Saudi Arabia is not a party to the 1951 Refugee Convention, the main global refugee protection instrument. The country neither has any specific domestic legal framework for refugee issues. According to estimates, about thirty-five percent of Saudi Arabia's roughly 30 million inhabitants are not citizens and hail from the major refugee-producing countries. Saudi Arabia is home to an estimated 250,000-500,000 Rohingyas, 300,000-400,000 Palestinians and 750,000-1,000,000 Syrians.
Most of these migrants are mostly regularized by the Kafala system of sponsorship. The Kafala system necessitates every foreign national working in the country to have a sponsor, usually a Saudi national or a company. The worker is required to seek the permission of the sponsor to leave the country or to change jobs. The sponsor is also responsible for regulating the workers' residence permits for as long as they are in the country. While on the one hand, the Kafala system can provide residency and work, on the other hand, it does not resemble right-based refugee protection. Many experts believe that even the de facto refugees, who would otherwise meet the refugee definition promulgated in the 1951 Convention, are also attended to through a system of labour migration. The Kafala system has been used for particular refugee groups like the Palestinians, Eritreans, Yemenis, and Rohingya.
With the outbreak of the Syrian conflict in 2011, Saudi Arabia issued several royal decrees to regularize the status of Syrian nationals in the country. As a result, Syrians are allowed to reside in the country with a temporary 'visitor status, which is renewable every six months.
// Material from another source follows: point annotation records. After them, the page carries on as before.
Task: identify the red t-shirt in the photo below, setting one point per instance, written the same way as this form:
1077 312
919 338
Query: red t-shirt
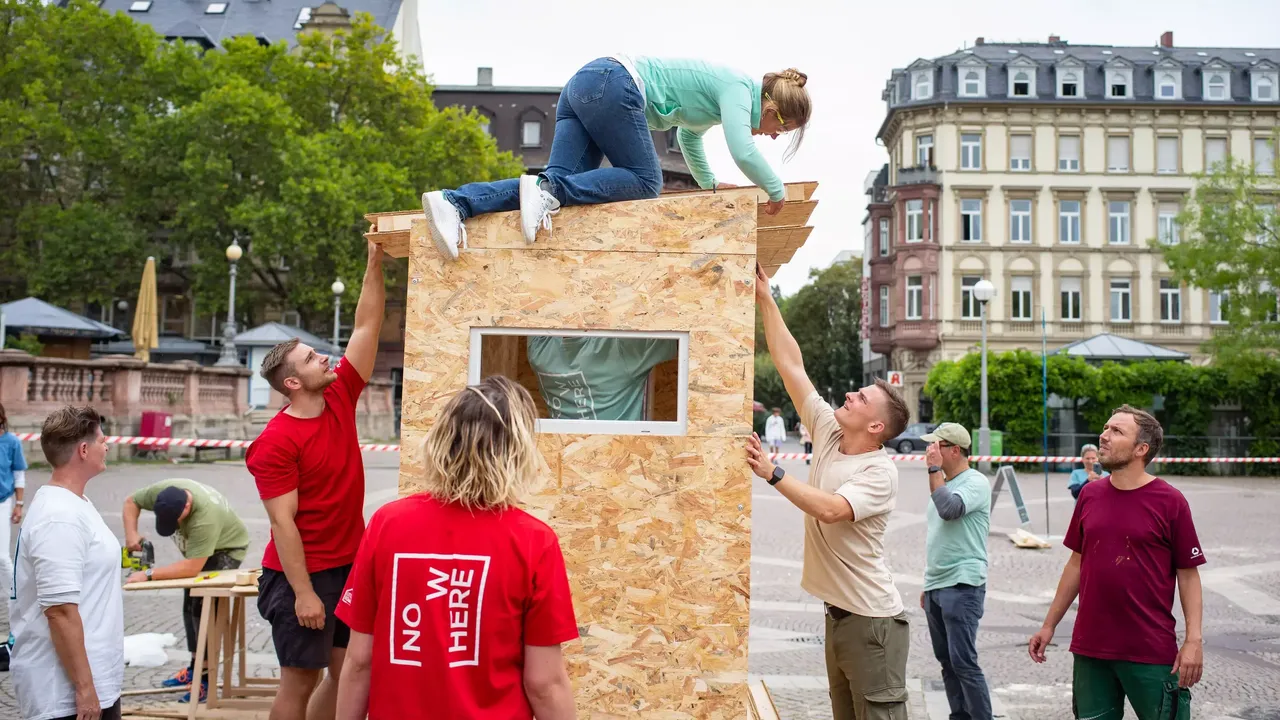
452 597
1132 545
320 459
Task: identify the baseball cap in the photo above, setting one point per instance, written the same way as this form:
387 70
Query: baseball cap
168 507
950 432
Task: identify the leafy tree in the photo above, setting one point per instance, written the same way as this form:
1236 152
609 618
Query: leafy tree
1230 242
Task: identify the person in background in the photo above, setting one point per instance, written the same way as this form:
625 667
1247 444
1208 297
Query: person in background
1132 540
955 568
1092 470
433 564
208 533
67 607
776 431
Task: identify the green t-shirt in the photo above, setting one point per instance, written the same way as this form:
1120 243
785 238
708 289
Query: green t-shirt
211 524
955 551
595 378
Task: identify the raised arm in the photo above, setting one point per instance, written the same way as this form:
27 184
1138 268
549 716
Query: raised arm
362 346
784 349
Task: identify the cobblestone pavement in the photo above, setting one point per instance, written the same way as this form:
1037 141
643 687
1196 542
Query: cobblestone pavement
1234 518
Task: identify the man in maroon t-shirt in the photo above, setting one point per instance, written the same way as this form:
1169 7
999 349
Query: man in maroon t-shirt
311 479
1132 538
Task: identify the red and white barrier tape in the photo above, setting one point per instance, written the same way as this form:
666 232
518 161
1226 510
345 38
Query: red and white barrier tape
376 447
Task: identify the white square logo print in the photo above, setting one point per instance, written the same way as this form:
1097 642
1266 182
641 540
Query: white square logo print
442 596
Saudi Arabia maintains that its visa-based model preserves the dignity of the displaced Syrians by allowing them to have better access to residency, freedom of movement, and rights to work, education, and health care. However, in hindsight, the worker status, in reality, denies any financial support, legal protections, and path to potential citizenship afforded to many recognized refugees, making them, in turn, vulnerable to many restrictions or deportations at any time.
Besides the difficulties inflicted by the Kafala system, migrants are also subjected to many other challenges. For example, according to a 2020 Human Rights Watch Report, several Ethiopian migrant workers were detained in Riyadh in significantly degrading conditions. The report stated that the migrants were kept in highly overcrowded rooms for extended periods and that they also have been tortured and beaten with rubber-coated metal rods, which allegedly killed three migrants in custody in October-November 2020.